Hans hatte an diesem Treiben äußerlich keinen Anteil. Karl Hamel hatte ihm deutlich und stürmisch seine Freundschaft angetragen, da war er erschrocken zurückgewichen. Gleich darauf hatte sich Hamel mit einem Bewohner Spartas befreundet; Hans war allein geblieben. Ein starkes Gefühl ließ ihm das Land der Freundschaft selig in sehnsüchtigen Farben am Horizont erscheinen und zog ihn mit stillem Trieb hinüber. Aber eine Schüchternheit hielt ihn zurück. Ihm war in seinen strengen, mutterlosen Knabenjahren die Gabe des Anschmiegens verkümmert, und vor allem äußerlich Enthusiastischen hatte er ein Grauen. Dazu kam der Knabenstolz und schließlich der leidige Ehrgeiz. Er war nicht wie Lucius, ihm war es wirklich um Erkenntnis zu tun, aber gleich jenem suchte er sich alles fernzuhalten, was ihn der Arbeit entziehen konnte. So blieb er fleißig am Pult verharren, litt aber Neid und Sehnsucht, wenn er andere sich ihrer Freundschaft freuen sah. Karl Hamel war der Unrechte gewesen, aber wenn irgendein anderer gekommen wäre und ihn kräftig an sich zu ziehen versucht hätte, wäre er gerne gefolgt. Wie ein schüchternes Mädchen blieb er sitzen und wartete, ob einer käme, ihn zu holen, ein Stärkerer und Mutigerer als er, der ihn mitrisse und zum Glücklichsein zwänge.

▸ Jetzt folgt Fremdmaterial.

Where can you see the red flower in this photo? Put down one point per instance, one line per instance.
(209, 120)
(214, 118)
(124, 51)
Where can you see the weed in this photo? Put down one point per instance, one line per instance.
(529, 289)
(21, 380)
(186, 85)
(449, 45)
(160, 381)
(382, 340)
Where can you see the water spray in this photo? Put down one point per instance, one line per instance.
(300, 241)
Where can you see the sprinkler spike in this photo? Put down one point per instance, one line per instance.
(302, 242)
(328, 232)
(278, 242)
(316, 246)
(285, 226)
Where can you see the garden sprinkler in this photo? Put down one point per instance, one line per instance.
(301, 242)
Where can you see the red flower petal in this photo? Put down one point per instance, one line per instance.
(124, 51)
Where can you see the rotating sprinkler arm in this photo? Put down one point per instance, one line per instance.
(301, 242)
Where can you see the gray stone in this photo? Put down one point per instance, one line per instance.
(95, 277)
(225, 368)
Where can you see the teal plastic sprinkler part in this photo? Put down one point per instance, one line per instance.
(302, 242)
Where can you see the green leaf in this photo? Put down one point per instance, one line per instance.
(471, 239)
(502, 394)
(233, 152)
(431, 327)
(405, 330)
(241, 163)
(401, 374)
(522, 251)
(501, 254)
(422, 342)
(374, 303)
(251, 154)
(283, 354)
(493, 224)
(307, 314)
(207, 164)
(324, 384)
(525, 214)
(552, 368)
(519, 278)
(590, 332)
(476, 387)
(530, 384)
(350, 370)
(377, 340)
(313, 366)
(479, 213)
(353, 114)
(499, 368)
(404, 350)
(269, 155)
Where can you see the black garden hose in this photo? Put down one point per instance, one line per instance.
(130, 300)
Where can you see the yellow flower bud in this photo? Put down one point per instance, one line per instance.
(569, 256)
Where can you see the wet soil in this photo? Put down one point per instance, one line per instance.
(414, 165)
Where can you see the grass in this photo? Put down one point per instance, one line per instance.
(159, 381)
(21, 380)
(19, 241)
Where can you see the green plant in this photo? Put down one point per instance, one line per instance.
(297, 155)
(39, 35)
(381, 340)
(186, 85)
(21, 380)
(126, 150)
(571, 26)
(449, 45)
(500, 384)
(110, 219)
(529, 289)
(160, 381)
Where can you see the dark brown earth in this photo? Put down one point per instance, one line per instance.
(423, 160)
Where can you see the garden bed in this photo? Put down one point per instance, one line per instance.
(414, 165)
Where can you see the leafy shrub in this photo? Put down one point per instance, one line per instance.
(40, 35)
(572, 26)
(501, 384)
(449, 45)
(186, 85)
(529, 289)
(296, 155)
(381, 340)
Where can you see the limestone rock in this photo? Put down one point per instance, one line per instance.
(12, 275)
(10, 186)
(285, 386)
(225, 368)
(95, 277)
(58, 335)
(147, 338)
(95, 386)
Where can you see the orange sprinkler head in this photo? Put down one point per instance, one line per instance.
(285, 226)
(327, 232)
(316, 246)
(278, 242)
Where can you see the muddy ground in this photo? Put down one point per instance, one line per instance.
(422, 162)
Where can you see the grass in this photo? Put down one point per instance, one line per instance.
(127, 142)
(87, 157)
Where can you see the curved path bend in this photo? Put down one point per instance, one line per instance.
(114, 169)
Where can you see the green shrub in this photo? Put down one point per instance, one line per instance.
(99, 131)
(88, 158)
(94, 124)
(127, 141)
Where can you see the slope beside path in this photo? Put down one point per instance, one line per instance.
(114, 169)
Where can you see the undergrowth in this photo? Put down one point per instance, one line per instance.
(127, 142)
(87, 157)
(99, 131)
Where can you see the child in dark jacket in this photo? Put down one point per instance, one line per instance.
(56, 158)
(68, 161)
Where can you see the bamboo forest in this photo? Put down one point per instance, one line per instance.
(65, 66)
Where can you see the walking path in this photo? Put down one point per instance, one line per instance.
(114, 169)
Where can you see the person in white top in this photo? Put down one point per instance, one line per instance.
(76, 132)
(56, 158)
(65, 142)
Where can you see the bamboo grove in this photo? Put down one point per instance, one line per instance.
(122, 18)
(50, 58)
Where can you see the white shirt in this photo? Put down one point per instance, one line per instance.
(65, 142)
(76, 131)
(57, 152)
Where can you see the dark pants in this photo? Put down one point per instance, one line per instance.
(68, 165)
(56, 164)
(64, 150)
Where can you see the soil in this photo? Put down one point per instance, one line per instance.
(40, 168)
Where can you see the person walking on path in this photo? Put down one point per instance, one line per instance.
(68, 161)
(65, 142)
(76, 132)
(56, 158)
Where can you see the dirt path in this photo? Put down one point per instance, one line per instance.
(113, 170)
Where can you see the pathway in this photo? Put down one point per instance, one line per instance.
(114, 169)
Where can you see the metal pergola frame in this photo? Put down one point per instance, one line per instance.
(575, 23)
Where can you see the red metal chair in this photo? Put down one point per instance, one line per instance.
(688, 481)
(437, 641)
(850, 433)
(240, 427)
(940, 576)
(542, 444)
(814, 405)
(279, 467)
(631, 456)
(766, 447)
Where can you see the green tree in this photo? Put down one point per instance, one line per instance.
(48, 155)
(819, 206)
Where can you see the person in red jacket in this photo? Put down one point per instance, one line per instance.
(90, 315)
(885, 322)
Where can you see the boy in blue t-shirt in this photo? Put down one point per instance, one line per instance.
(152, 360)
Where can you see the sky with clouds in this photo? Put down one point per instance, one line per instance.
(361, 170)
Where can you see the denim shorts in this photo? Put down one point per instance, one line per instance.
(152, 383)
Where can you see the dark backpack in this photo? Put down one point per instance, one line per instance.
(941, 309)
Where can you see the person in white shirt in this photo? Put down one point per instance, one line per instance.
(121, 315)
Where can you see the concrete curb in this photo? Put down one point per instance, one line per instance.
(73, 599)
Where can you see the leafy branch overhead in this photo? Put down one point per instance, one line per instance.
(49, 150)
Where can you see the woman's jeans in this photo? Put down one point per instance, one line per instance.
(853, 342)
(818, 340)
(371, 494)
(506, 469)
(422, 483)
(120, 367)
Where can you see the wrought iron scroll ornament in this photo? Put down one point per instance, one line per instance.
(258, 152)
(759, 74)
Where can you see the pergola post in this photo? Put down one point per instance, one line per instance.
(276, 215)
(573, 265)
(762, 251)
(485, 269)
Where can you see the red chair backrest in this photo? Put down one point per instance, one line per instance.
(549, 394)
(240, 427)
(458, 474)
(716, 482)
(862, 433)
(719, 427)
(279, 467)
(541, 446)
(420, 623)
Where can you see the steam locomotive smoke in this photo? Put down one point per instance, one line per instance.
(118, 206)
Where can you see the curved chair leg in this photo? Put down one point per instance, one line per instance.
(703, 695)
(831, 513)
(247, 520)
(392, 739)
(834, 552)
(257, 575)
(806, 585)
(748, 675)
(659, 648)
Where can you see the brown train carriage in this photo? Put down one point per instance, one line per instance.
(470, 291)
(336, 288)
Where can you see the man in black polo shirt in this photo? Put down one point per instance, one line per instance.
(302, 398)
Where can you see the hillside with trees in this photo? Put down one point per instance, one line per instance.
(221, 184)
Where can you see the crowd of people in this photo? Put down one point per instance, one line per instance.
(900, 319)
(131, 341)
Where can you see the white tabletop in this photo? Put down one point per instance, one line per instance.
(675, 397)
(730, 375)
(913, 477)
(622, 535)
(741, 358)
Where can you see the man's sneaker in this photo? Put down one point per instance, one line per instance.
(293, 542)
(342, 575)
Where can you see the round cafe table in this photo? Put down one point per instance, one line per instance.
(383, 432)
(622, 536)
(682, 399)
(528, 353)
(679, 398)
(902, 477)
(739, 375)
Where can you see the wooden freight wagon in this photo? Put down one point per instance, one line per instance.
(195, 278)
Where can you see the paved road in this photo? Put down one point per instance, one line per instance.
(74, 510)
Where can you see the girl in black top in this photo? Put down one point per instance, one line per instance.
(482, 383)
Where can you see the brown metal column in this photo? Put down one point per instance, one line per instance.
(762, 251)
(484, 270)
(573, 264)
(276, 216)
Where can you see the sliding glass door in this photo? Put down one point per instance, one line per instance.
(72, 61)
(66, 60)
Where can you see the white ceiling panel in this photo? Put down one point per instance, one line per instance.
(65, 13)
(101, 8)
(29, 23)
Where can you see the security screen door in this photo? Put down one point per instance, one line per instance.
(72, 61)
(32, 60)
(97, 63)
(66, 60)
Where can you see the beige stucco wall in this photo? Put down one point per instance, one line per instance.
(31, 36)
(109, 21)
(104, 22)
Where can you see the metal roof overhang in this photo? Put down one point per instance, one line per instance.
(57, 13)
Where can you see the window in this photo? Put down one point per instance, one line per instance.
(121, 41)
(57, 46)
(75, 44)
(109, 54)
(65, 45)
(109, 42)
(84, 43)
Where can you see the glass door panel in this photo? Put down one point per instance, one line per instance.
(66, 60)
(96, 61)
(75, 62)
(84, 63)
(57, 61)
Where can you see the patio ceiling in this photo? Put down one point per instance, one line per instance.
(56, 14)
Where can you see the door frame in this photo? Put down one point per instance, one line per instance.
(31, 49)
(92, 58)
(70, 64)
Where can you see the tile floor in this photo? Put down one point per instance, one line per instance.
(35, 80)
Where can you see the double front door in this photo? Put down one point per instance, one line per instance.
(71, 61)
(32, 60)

Da neben diesen Angelegenheiten der Unterricht, namentlich im Hebräischen, viel zu tun gab, verging die erste Zeit den Jünglingen sehr rasch. Die zahlreichen kleinen Seen und Teiche, von denen Maulbronn umgeben ist, spiegelten blasse Spätherbsthimmel, welkende Eschen, Birken und Eichen und lange Dämmerungen wider, durch die schönen Forste tobte stöhnend und frohlockend der vorwinterliche Kehraus, und schon mehrmals war ein leichter Reif gefallen.

Der lyrische Hermann Heilner hatte vergebens einen kongenialen Freund zu erwerben gesucht, nun strich er täglich in der Ausgangsstunde einsam durch die Wälder und bevorzugte namentlich den Waldsee, einen melancholischen braunen Weiher, von Röhricht umfaßt und von alten, welkenden Laubkronen überhangen. Der traurigschöne Waldwinkel zog den Schwärmer mächtig an. Hier konnte er mit träumerischer Gerte im stillen Wasser Kreise ziehen, die Schilflieder Lenaus lesen und, in den niederen Strandbinsen liegend, über das herbstliche Thema vom Sterben und Vergehen sinnen, während Blätterfall und das Rauschen kahler Wipfel schwermütige Akkorde dazu gaben. Dann zog er häufig ein kleines schwarzes Schreibheftlein aus der Tasche, um mit Bleistift einen Vers oder zwei darein zu schreiben.

Dies tat er auch in einer halbhellen Mittagstunde spät im Oktober, als Hans Giebenrath, allein spazieren gehend, denselben Ort betrat. Er sah den Dichterjüngling auf dem Brettersteg der kleinen Stellfalle sitzen, sein Heftlein im Schoß und den gespitzten Bleistift nachdenklich in den Mund gesteckt. Ein Buch lag aufgeschlagen daneben. Langsam trat er ihm näher.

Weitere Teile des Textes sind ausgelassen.